Değişkendir hayat, yolda olmaktır bir bakıma doğumdan sona geçen süre. Kimi başkası için yoldadır, kimi kendisi için. Bir şekilde yoldayızdır oysa. Kimisi rüzgarı hissetmeyi sever, kimisi rüzgardan korunmayı. Günü kurtarmak mı yoksa yarını kurtarmak mı? Yarın var olacağını bilmeden sürekli bir yarın hayaliyle tükenip gider yolculuğun. Günü kurtarmak bazen yarın aç olmaktır ama özgürlük hissi, işte bu riske girmeye değer.

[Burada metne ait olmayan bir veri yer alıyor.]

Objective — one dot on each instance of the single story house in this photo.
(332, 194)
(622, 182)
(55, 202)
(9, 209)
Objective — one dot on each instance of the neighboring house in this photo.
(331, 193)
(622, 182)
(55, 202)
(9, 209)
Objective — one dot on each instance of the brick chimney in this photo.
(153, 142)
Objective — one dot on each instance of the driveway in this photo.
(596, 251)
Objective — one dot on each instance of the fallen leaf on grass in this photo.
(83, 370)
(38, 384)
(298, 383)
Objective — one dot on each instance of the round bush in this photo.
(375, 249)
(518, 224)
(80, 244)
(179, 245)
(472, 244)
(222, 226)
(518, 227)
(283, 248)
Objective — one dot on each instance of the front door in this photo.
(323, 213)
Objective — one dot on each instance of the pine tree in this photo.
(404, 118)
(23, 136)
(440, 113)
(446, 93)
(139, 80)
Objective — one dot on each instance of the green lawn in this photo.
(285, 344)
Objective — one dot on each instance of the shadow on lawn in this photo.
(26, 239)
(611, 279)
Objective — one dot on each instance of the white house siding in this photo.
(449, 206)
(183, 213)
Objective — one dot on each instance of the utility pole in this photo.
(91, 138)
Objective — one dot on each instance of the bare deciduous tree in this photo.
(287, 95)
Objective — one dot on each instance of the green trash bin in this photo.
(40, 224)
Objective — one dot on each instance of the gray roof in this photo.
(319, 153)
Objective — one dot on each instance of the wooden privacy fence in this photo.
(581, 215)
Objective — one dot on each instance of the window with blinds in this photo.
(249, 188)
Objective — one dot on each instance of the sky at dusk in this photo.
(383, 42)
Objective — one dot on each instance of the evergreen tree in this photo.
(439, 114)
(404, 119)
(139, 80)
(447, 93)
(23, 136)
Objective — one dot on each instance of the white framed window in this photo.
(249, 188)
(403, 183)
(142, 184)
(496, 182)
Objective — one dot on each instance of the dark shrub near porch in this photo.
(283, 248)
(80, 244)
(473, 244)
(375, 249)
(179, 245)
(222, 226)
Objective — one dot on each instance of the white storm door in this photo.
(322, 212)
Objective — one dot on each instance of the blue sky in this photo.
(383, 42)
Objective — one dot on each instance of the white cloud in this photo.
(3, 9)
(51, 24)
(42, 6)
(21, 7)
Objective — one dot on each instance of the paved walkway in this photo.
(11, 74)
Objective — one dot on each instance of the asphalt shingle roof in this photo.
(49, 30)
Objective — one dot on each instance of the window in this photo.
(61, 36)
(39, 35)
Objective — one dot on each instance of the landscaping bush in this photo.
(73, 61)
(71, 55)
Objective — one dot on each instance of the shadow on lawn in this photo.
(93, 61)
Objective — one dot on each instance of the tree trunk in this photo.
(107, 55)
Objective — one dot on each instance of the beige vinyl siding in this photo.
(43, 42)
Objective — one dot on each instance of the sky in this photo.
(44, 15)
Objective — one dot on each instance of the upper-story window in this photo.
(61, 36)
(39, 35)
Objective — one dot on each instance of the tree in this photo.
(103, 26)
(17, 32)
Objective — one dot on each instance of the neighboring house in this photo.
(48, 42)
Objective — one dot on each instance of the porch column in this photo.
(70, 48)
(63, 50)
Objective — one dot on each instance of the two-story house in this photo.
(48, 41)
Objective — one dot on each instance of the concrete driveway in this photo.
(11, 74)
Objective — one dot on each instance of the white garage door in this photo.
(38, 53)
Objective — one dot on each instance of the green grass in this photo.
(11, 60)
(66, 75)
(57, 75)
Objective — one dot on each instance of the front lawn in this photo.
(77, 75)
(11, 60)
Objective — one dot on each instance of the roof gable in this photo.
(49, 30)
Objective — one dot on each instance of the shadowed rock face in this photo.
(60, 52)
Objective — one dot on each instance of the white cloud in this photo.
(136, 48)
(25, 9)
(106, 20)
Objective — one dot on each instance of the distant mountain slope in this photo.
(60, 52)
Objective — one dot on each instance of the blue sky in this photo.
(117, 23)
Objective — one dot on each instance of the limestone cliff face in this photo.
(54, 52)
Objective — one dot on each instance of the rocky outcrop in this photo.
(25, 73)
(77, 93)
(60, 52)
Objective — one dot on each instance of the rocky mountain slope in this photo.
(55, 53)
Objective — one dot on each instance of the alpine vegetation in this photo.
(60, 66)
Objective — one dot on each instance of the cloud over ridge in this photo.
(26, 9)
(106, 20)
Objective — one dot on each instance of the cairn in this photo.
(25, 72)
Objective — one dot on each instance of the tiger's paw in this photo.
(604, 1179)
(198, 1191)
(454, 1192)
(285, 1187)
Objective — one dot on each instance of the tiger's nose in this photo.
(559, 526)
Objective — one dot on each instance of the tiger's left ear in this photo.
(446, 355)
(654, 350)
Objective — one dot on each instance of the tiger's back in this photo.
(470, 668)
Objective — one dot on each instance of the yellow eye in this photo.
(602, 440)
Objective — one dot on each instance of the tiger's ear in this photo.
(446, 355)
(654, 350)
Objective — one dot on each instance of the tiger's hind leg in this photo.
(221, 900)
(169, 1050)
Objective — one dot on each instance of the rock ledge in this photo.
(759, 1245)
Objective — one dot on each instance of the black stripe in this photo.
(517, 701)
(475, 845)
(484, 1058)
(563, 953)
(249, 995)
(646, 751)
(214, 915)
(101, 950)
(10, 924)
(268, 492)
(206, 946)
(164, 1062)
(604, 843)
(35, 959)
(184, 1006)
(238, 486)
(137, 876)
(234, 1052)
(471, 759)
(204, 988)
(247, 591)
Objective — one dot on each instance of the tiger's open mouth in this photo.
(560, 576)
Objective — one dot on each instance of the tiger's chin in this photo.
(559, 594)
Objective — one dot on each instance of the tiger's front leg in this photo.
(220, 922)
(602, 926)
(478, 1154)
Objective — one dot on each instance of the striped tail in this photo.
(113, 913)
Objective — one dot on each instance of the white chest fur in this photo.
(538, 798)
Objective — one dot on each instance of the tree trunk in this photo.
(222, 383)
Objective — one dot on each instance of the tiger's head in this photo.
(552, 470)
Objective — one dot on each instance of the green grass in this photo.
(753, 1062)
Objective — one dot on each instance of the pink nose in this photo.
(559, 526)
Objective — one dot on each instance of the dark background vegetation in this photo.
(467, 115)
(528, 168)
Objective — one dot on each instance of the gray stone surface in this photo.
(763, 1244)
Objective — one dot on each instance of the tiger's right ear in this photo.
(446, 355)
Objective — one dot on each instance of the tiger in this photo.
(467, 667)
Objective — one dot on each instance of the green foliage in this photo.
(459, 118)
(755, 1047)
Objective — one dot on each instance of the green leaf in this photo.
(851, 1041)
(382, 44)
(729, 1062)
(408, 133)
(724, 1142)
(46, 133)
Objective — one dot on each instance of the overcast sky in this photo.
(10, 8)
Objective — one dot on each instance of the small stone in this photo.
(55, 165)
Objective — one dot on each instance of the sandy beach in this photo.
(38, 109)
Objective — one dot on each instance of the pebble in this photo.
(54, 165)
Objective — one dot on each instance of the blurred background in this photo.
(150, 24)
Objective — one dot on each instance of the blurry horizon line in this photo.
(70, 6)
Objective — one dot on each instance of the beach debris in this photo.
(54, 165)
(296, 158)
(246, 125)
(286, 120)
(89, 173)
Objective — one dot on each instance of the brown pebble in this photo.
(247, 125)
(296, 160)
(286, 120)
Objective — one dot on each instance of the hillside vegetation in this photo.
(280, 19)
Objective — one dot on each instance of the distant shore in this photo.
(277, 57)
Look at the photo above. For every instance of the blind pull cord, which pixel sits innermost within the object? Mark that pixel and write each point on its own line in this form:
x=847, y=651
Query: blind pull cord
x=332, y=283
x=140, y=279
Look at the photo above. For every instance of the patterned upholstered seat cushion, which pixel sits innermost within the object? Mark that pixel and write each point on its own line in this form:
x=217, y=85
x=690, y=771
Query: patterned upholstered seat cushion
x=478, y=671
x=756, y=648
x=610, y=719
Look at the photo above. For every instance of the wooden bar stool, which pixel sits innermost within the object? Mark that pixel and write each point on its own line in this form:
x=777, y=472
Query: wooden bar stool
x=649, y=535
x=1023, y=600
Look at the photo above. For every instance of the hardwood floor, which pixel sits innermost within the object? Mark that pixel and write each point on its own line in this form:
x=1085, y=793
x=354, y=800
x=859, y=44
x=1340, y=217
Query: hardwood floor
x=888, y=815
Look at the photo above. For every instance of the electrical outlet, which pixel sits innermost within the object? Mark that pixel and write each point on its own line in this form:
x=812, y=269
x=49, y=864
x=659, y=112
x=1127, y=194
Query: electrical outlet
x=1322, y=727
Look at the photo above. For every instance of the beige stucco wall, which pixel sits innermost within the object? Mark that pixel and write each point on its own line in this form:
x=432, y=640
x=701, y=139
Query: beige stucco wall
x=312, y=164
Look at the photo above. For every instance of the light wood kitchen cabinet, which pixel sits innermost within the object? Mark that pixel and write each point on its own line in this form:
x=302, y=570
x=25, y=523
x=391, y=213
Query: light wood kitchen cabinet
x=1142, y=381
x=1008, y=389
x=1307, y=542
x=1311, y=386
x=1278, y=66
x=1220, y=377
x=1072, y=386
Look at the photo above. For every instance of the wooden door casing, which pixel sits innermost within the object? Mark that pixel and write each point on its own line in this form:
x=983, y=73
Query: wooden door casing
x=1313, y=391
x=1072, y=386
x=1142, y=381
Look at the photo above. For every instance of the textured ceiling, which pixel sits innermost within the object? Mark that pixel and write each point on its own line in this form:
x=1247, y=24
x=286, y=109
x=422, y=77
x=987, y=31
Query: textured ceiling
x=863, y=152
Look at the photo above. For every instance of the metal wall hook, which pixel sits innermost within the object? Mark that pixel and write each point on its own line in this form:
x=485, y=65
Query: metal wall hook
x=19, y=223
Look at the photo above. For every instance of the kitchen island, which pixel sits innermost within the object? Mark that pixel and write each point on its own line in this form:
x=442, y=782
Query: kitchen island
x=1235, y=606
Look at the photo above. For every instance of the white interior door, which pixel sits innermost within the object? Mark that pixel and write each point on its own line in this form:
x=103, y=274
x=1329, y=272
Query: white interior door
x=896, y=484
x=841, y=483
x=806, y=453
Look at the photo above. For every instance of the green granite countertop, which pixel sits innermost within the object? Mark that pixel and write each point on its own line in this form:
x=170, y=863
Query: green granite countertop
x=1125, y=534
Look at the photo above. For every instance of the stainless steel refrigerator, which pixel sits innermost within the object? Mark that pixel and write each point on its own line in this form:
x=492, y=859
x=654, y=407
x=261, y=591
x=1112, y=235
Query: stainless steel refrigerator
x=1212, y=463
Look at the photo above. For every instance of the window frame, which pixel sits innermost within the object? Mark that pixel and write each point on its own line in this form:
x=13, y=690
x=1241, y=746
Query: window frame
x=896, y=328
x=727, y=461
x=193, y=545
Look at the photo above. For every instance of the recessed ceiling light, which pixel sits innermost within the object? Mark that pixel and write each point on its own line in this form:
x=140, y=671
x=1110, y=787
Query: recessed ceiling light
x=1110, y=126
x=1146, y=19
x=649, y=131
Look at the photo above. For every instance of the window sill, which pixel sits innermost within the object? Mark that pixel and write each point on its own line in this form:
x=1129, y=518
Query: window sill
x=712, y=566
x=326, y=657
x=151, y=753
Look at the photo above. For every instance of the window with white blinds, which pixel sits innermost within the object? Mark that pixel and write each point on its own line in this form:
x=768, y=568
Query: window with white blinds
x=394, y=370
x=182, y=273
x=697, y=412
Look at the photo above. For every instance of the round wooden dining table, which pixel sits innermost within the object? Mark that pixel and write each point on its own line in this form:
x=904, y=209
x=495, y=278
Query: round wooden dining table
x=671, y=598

İki kişi otobüs garında kuyruktadır. Öndeki kendinden emin, hayatını sattığını belli eden kravatıyla gideceği yeri bilerek bir bilet ister. Arkasındaki yaklaşır ve ilk araç nereye gidiyorsa der. Tabi bu bir örnek bazen yolda olan otobüs bulmaz, otostopla en yakın yerleşim yerine geçer. Toplum standartlarından aykırı bir durumdur bu ve çoğu o kişiyi dışlar, sadece onun kadar özgür ve cesaretli olamayacaklarını bildikleri için, bir bakıma korkarlar ondan.
Genel anlamda toplum ve aile yapısı gereği hayat standartları bellidir, hatta yaşayış sıralaması bile; okursun, askerlik ve işe girip evlenirsin. Cesareti yok ise bu döngü içerisinde ve çocuğunu da aynı döngüye hapsedecek şekilde yaşar ve yok olursun.